Taquitos chooses to go specific on their chip flavor: it’s not just any ol’ barbecue, but hickory barbecue, hickory referring to one of the possible woods used to smoke barbecue in a number of barbecue regions in the US. We can’t say Taquitos tastes particularly smoke-y, let alone in any distinct manner, but it does begin on a sweeter note and moves forward with much less saltiness and much less umami compared to compared to Tortillos. A member of the team does point out a particular spice-y taste a member of the team likens to that of fried chicken; and while the ingredient list only lists “spices” without specifying which ones they use exactly, we suspect it might be paprika—a common addition in the Southern take on the dish—as evidenced by the presence of occasional red granules not found in Tortillos. Taquitos’ chip base also feels lighter—still within the realm of a crunchy chip, but definitely to a lesser extent compared to Taquitos—that those accustomed to Tortillos’ denser crunch (this writer included) might find themselves feeling bitin. Still, the relative delicateness in taste and texture allows you to stuff more in your mouth at a time without overworking the jaw, and this is a quality we think holds its own merit.

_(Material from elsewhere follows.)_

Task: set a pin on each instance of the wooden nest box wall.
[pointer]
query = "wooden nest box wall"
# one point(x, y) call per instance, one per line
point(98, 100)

Tortillos goes the more intense route, with crunchier, heartier chips with a saltier, more potent seasoning. Taquitos on the other hand turns the intensity a notch down, with lighter chips and a sweeter, less salty coating. Though both delicious dallas filipino restaurant in their own right, one snack stands out for us in that it better fits the bill of how a junk-y snack should be—whether you’re looking for stimulation to combat that energy dip in the afternoon, or in need for something to nosh on while binge-watching Game on Thrones late at night. We gleefully give the award to Tortillos. Of course, those in need of a break for their jaws, or who just like their savory snacks with a sweet edge, are in for a treat with Taquitos (and there’s nothing wrong with that)—but for us, Tortillos’ decided saltiness and crunch make it the winning chip.